Il leur jeta un regard froid et pivota sur ses pieds.

— Va-t-en, le cogne, grommela Lyre.

— Chut, attends qu’il soit plus loin.

Elles s’en allèrent à leur tour, tirant leur eau pesante.

— Ils m’énervent ces mecs avec leur certitude d’avoir tout compris à la vie. Je voudrais les gifler, les secouer, les…

— Mais tais-toi. Je comprends, mais tais-toi.

Chrysalide était encore aveuglée par les cieux et son regard posait des taches vertes et dorées. Elle guigna Lyre et la trouva belle, sertie des lueurs surnaturelles ; d’une beauté telle qu’on la voudrait cerclée de nos bras, collée à notre peau et le plus loin possible de nous.

— Lyre, tu…

— Quoi ? J’ai le droit de râler, maintenant ?

Sergent Trombone fit volte-face. Avec brutalité, le regard long et alerte. Il venait de sentir plusieurs choses, et des graves. De un, quelqu’un se cachait dans les parages. De deux, les jeunes filles étaient bien plus ingrates que ce qu’il croyait. Leurs pensées avaient cet arrière goût amer, marécageux, révélateur d’une grande déviance. D’obscurités brumeuses.

Il appela aussitôt un coéquipier.

— Je prends en chasse les demoiselles, l’informa-t-il. Quant à toi, rassemble le plus possible de personnel. Nous devons impérativement fouiller la zone du puits. C’est une affaire urgente. J’insiste, venez vite et nombreux.

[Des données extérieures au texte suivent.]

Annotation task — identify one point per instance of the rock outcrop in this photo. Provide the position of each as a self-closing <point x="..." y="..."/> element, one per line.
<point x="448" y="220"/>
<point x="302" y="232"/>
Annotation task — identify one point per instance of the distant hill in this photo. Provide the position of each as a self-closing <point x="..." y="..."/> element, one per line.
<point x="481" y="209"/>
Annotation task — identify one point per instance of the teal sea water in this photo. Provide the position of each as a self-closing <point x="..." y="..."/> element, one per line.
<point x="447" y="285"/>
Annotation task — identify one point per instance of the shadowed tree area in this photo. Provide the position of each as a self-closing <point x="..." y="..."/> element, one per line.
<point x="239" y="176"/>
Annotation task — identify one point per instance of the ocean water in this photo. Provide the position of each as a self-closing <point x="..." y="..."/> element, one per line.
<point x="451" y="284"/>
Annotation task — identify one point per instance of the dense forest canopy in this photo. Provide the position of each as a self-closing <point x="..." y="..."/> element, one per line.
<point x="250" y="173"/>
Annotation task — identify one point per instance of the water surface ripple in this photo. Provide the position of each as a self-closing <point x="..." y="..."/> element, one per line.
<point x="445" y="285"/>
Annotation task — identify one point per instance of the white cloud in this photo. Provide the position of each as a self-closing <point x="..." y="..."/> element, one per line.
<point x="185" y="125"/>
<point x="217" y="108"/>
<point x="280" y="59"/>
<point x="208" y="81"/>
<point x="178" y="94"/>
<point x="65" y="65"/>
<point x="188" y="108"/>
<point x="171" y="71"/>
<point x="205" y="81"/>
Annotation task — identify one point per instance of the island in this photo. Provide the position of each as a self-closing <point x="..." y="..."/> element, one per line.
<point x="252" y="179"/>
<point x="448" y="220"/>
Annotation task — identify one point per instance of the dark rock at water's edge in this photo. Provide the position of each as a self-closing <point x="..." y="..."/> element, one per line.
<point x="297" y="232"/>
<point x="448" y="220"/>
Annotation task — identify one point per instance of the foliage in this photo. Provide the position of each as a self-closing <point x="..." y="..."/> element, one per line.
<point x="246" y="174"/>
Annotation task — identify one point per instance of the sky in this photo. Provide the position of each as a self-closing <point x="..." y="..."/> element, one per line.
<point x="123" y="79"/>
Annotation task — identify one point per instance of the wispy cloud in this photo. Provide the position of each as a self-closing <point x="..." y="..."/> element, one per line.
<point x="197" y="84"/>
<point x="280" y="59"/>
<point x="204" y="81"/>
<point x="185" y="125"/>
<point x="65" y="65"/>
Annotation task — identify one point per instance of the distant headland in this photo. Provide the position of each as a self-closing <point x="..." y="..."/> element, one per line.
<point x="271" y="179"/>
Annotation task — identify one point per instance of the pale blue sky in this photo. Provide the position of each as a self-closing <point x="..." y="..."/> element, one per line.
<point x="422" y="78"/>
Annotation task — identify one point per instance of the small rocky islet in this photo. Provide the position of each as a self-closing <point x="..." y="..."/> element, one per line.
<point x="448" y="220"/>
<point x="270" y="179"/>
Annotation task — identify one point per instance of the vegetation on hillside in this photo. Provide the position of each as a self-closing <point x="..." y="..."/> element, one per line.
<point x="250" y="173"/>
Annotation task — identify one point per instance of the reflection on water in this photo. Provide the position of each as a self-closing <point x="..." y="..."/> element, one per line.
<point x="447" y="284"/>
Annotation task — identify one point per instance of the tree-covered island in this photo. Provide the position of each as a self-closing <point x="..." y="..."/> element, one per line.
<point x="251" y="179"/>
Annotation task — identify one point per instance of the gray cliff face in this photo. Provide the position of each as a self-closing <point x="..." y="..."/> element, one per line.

Une fois la communication coupée, Sergent Trombone se précipita après Lyre et Chrysalide. Au passage, il rencontra Loukoum et son regard pénible, gavé de froide indifférence. Le policier passa en trombe devant lui, les yeux dans les siens mais sans le saluer.

***

Chrysalide avait toujours mal aux yeux à force d’avoir contemplé le ciel. Son vertige ne la quittait pas. Lyre lui souriait et la tenait par les épaules. Chrysalide portait le seau de sa main gauche, Lyre de sa main droite. Les veines saillaient à leurs poignets. Le monde tournait autour d’elles.

— J’en ai marre de ces cheveux, se plaignit soudain Chrysalide. J’ai si chaud…

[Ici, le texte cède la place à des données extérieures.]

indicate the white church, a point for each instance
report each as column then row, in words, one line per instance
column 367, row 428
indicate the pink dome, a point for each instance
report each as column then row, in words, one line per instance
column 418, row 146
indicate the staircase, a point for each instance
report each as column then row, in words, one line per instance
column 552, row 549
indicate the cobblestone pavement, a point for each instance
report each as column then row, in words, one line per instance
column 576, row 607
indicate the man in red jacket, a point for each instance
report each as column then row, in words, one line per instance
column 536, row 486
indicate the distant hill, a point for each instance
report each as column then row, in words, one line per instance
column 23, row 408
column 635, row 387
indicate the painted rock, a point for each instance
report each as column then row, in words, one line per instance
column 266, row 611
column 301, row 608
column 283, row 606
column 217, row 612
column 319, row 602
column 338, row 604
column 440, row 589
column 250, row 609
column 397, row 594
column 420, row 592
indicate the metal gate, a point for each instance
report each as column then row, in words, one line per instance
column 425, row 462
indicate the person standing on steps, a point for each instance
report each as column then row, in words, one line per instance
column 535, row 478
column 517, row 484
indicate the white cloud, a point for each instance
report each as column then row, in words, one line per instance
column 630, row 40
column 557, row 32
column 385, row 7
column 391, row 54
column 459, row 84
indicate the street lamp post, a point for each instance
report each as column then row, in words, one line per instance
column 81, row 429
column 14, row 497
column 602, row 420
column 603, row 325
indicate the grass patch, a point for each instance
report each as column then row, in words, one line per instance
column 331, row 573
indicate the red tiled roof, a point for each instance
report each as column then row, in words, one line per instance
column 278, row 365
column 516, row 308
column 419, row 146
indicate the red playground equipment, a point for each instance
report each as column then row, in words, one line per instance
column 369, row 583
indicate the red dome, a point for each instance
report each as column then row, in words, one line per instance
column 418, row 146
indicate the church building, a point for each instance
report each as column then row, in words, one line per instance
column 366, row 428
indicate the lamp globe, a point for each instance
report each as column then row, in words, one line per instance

Elle s’arrêta à deux pas de son palier. C’est à cet instant qu’elles entendirent des bruits de course derrière elles. Sergent Trombone cavalait, rouge, suant, soufflant, le regard fixe et la pensée gélifiée. Il ressemblait à un taureau. Il ressemblait à un cauchemar.

— C’est nous qu’il… qu’il vise ?

Elles voulurent fuir, on les rattrapa. Elles voulurent boire, on les gifla. Elles furent menées au commissariat. Pendant ce temps, le seau attendait sagement leur retour sur la troisième marche de l’escalier.